Jobs slow to come as economy improves

Companies usually cautious to hire labor at end of recessions

? Employers who have cut jobs over the past year are in no hurry to start hiring again just because the recession is tapering off.

From a North Carolina machine maker to an Oregon heating-and-cooling company, small business owners say they need to see several months of rising sales before they start adding staff.

Because labor is the biggest expense for most companies, that kind of caution is typical at the end of recessions. After the last one, in 2001, unemployment kept rising and didn’t peak until June 2003 — 19 months into the economic recovery.

This time around, some economists say unemployment may not return to healthy levels until 2013. Companies have been slashing workers’ hours, squeezing more work out of the employees who are left and relying on cheaper temporary staffers to fill the gaps.

In North Carolina, a company called Power Curbers, which makes barriers and curbs for subdivisions, is finally breaking even after shedding 35 percent of its staff. The owner, Dyke Messinger, plans no more cuts.

Yet he is wary of adding to the staff, which now numbers about 80. First he wants to see new orders.

“When you look out and see that the country has stabilized, that gives you confidence that you can hold on to everybody that you’ve got,” he said. “But we will be very hesitant to hire until business turns up.”

Employers wiped out 247,000 jobs in July, far fewer than any other month this year. The economy shrank in the second quarter at a much slower pace. And businesses are seeing real results of a warming economy. But that doesn’t translate into job creation.

William Dunkelberg, chief economist for the National Federation of Independent Business, said a survey of small businesses found only about 7 percent of them added to their work forces in the second quarter of the year, while 24 percent cut jobs.

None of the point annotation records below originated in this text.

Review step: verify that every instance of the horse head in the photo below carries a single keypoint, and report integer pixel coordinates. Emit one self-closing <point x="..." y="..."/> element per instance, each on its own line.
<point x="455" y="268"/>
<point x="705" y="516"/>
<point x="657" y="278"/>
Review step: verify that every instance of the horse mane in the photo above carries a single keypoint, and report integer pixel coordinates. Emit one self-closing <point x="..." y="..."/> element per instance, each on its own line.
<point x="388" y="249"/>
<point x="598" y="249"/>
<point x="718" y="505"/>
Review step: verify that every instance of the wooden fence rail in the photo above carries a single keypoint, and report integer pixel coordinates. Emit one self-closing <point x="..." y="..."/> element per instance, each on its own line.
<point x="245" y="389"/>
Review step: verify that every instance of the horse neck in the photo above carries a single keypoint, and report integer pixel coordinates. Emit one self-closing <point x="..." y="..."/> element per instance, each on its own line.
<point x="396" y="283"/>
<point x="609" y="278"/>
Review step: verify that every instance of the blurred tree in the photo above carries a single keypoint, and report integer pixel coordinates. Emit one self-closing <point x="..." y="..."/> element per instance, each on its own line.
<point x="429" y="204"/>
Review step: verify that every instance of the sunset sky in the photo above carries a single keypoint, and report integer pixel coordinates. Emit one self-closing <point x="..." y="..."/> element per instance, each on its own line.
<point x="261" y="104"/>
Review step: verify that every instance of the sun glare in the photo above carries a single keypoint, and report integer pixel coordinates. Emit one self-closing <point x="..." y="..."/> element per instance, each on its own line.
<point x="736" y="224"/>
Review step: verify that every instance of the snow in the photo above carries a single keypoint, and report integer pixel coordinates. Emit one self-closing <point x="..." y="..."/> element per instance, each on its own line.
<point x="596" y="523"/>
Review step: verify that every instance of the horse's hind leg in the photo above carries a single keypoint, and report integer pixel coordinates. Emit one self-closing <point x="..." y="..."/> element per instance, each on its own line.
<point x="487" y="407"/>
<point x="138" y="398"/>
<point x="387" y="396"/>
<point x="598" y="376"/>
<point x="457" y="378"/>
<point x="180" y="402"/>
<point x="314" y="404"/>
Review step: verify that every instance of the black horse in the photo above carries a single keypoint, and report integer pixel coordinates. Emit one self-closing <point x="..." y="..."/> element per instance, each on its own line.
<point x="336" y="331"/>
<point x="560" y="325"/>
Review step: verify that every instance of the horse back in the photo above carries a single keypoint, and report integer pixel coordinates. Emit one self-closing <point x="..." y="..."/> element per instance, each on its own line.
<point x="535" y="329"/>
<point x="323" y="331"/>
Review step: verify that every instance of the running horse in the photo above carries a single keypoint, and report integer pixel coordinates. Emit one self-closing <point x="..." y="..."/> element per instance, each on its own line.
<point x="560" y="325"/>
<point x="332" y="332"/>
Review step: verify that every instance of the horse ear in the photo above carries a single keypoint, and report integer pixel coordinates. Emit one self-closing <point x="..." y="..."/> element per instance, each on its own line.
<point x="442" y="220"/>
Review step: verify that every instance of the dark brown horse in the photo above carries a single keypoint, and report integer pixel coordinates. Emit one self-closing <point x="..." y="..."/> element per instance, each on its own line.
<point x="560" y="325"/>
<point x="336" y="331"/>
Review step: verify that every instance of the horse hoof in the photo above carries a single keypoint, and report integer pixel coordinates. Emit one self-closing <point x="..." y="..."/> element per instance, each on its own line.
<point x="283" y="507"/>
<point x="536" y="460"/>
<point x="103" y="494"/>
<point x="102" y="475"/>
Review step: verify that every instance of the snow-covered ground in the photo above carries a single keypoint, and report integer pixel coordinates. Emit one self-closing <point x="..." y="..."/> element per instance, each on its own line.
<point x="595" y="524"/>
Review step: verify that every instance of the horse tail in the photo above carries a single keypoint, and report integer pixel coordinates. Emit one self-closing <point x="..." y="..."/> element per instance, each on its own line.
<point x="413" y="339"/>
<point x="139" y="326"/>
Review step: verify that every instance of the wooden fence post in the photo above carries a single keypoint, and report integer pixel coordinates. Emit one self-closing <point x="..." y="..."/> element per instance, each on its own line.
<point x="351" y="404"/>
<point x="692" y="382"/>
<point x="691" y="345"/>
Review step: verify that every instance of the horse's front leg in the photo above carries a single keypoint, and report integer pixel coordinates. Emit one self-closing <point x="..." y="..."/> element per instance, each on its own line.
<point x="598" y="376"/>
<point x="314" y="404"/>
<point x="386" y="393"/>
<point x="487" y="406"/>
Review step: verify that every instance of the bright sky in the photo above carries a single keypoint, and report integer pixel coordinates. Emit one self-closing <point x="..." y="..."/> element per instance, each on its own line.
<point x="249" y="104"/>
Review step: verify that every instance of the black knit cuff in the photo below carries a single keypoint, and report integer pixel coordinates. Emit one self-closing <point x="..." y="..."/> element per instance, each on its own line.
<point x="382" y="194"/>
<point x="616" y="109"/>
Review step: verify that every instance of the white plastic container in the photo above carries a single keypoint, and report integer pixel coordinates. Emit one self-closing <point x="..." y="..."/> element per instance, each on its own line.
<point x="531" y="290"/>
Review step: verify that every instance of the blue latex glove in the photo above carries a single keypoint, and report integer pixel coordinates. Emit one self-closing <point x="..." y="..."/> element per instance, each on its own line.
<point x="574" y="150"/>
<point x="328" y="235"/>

At the Three Monkeys restaurant and bar in St. Louis, customers show up more often for the Sunday brunch buffet and for drink specials. It’s a lot better than last winter, when people were canceling parties and staying home.

Still, it would take about 25 percent more business for owner Stephanie Demma to consider adding to her staff of 40. Otherwise, higher payroll expenses would cut too deeply into profits.

“We’ve been doing well, but then again there haven’t been any big gains,” Demma said. “We’re staying steady.”

Hiring should start again late next year, said Sophia Koropeckyj, managing director for Moody’s Economy.com. It’s got a long way to go: The recession has eliminated 6.7 million jobs, and 14.5 million workers are unemployed and unable to find work.

When the economic crisis struck last fall, many employers steeled themselves for the worst, laying off workers, cutting hours, imposing unpaid furloughs and cutting benefits.

Now that economy is beginning to recover, some companies will find there are cheaper alternatives to bringing in new full-time workers. For example, they can increase the hours worked by the employees they already have. Right now, the average workweek is 33.1 hours, near a record low.

More significantly, businesses in this recession have managed to produce just as much with fewer workers. From April through June, productivity surged by the largest amount in nearly six years, the government said Tuesday.

When businesses are producing as much or more with fewer people, that makes the job market even more dismal for the unemployed.

George Brown has been forced to cut back on the hours of the maid at the two guest houses he runs on Chicago’s North Side, where occupancy is down 10 percent. She now works 25 hours a week instead of 40.

Brown said he will not raise her hours until his lost revenue comes back. “I’m happy with the progress” of the national economy, he said. “But I don’t think it’s affecting my business yet.”